In 2016, Elkhart filed a lawsuit against the foundry, alleging the business caused the contamination and should pay the cleanup costs. The foundry filed for summary judgment, arguing the city’s ELA claim was untimely under Indiana Code section 34-11-2-7(3), which provides a six-year statute of limitation period. Since the city first knew of the contamination in 2007, it only had until 2013 to take legal action.
Elkhart Superior Judge Stephen Bowers denied the motion for summary judgment and the Court of Appeals affirmed in Elkhart Foundry & Machine Co., Inc., v. City of Elkhart Redevelopment Commission for the City of Elkhart, 20A03-1709-CT-2136. The appellate court described Bowers’ decision as an “excellent, 23-page order.”
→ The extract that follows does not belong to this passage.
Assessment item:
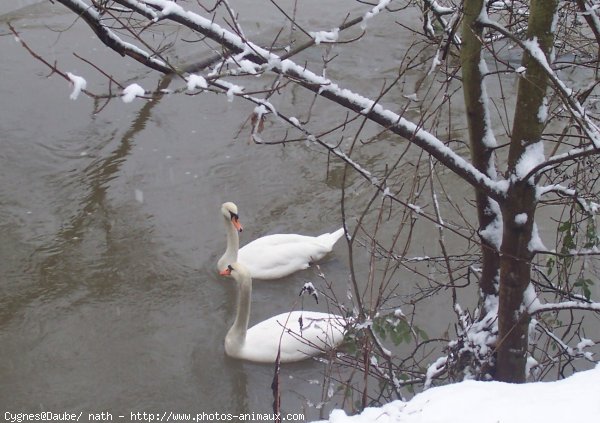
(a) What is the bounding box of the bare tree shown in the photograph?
[13,0,600,402]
At issue in the appeal was the meaning of Indiana Code section 34-11-2-11.5. The statute took effect in 2011 and provides that a plaintiff in an ELA can seek to recover costs incurred not more than 10 years before the date the action is brought.
Elkhart asserted the law is a statute of limitations requiring an ELA to be filed within 10 years to recover the full costs. The foundry countered the statute is a cap on the damages that are recoverable in an ELA.
The Court of Appeals held that even though Section 34-11-2-11.5 does not include typical statute of limitation language, it has the same effect. Moreover, the General Assembly gave chapter 34-11-2 the heading “Specific Statutes of Limitations,” which the appellate court took to indicate the Statehouse intended Section 34-11-2-11.5 to be read as a statute of limitation.
Completing its argument, the foundry told the Court of Appeals that even if the law is treated as a statute of limitation, a plaintiff could stretch the 10-year limitation indefinitely by just spending another dollar on the cleanup.
The Court of Appeals acknowledged that was true. However, the panel maintained by creating the 10-year cutoff, the General Assembly gave plaintiffs an incentive to expedite cleanups and file a lawsuit within 10 years of the first incurrence of cost.
“This scheme is also consistent with the purpose of allowing ELA’s in the first place: to encourage cleanup (which leads to redevelopment and economic renewal) by shifting the financial burden to the parties responsible for creating contamination,” Vaidik wrote, citing Cooper Indus., LLC v. City of South Bend, 899 N.E. 2d 1284 (Ind. 2009). “The longer a contaminated site sits vacant, the more important it becomes to allow a suit for the recovery of cleanup costs.”